From the minute I woke up today up until right now, my day has been extremely busy.
I literally haven’t had one second to relax.
From going hiking with my sister in the morning, to doing seven different interviews for my story due this week, to writing my actual story, to attending a 3 hour class at school and to finally being able to sit and write this blog, it’s safe to say I was very much distracted today.
Now, distractions and recovery can work very well together sometimes.
There have been many times where healthy distractions like watching a movie, going out with friends, or being deeply involved with my school work has actually distracted me from listening to the mean things Ed tells me.
But today, it didn’t serve that healthy purpose. I felt it the moment I woke up too.
I know how the cycle goes when I slightly slip and skip a meal or even a snack already. I get so sucked back into Ed and his ways and then it makes it 100 times harder to pick myself back up the next day.
I don’t have time to today to slip and fall a few steps back because I am writing my biggest story yet (it will be my second front page story) and I need to stay focused.

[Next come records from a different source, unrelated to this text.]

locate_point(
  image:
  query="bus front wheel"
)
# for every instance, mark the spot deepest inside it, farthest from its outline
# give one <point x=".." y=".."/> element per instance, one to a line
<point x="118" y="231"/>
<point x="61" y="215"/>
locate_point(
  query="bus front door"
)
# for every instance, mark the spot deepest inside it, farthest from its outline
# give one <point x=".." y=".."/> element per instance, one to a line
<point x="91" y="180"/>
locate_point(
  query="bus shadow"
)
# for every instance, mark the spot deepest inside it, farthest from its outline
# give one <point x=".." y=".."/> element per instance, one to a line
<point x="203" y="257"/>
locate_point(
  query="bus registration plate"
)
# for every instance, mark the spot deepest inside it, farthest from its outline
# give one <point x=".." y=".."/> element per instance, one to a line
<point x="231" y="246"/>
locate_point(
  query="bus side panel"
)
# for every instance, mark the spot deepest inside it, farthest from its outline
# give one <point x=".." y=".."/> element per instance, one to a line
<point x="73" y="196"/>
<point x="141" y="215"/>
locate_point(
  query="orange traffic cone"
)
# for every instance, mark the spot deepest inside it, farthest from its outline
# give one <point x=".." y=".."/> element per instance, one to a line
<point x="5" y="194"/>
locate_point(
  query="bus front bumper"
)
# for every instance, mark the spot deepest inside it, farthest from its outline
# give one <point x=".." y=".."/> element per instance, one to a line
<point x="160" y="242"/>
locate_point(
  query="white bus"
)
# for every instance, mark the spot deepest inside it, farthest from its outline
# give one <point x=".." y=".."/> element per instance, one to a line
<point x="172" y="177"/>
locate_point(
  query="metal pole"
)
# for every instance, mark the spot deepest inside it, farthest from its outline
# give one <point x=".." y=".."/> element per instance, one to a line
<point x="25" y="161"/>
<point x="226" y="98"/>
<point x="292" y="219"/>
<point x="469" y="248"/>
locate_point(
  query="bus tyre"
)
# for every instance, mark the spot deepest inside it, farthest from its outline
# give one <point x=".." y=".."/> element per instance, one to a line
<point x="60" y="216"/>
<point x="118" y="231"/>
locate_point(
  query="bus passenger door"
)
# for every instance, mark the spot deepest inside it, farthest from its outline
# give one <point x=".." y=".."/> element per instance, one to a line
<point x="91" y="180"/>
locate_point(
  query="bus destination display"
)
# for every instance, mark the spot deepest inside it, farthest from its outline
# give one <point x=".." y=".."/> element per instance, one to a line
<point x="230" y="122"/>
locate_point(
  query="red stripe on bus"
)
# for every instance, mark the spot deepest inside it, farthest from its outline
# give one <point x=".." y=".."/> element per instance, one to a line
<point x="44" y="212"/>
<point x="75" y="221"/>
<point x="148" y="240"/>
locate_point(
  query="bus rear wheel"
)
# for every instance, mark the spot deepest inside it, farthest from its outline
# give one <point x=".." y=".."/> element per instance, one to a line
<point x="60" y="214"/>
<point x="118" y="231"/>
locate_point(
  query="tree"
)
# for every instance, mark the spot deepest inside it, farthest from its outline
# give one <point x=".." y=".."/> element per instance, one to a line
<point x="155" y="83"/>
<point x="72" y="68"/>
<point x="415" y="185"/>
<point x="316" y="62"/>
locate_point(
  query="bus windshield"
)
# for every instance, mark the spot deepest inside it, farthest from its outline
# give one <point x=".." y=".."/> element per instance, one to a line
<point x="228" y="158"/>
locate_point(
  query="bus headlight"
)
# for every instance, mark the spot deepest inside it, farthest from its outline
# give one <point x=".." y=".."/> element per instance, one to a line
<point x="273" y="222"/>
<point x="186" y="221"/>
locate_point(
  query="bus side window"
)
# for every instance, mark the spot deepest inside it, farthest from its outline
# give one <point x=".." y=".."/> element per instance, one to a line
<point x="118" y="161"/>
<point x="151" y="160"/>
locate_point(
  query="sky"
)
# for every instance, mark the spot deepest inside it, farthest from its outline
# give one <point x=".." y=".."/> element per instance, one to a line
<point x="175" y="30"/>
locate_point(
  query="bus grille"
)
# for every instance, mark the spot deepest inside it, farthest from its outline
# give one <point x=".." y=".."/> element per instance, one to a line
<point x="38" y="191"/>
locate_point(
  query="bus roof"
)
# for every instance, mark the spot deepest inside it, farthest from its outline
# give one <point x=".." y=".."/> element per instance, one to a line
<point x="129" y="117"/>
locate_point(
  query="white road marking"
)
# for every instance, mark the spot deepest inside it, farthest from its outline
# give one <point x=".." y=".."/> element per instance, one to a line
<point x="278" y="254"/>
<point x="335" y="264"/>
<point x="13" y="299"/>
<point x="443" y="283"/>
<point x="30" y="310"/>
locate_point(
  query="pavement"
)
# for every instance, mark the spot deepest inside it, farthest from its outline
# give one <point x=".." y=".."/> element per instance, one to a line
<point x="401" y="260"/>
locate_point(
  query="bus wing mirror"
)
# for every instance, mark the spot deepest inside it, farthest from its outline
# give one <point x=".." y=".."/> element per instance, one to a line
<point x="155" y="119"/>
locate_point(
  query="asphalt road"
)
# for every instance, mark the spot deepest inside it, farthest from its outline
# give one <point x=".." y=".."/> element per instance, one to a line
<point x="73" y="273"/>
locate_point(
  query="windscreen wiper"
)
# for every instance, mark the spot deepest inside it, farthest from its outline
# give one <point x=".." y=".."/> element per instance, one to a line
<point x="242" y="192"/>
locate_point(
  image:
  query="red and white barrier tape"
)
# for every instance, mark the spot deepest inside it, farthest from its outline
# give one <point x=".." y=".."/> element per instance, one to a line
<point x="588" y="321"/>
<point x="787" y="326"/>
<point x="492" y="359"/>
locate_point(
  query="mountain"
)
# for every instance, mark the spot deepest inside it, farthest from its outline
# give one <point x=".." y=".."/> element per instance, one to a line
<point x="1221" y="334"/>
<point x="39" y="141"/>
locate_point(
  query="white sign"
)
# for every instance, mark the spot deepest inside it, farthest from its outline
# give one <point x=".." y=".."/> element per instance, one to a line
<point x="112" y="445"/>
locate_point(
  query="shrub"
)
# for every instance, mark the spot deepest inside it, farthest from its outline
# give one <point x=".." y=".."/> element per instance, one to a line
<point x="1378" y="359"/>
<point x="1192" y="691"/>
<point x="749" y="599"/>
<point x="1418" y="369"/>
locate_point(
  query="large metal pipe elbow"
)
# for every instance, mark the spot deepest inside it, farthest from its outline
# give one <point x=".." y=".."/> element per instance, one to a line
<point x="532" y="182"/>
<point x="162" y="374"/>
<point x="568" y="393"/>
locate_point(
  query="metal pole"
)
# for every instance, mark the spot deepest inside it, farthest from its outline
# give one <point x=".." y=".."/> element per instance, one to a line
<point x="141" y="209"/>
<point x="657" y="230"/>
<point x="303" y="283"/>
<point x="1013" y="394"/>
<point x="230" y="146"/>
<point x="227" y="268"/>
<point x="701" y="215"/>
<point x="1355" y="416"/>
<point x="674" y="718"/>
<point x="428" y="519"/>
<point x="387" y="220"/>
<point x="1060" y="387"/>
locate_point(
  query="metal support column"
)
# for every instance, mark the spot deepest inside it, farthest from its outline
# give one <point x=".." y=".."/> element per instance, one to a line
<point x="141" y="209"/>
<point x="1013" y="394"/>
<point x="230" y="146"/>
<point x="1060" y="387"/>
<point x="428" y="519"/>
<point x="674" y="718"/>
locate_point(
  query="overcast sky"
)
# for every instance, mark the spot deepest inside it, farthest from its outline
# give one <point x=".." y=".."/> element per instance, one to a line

And I also want to continue feeling as strong as I can in my recovery.
Therefore, I literally had to tell myself today over and over again “just shut up and eat.”
I could talk myself out of eating in one second, or actually, Ed is the one who could talk me out of it very easily, so telling him to shut up was essential today.
And it’s worked so far.
I just need to do it one more time after I write this blog so I can go eat dinner and I will have successfully stayed on my meal plan today and made it through another day in recovery.
My desire and absolute lack of appetite right now is making this last meal really hard for me, but I knew if I wrote about it first and left myself accountable to all those who read this blog, then I would have no choice.
Sometimes, there are days where you can’t do something for yourself, so instead, you do it for others, and that’s what I am doing today, and I think that it is OK.
Hello to another day of making it through recovery and hello life.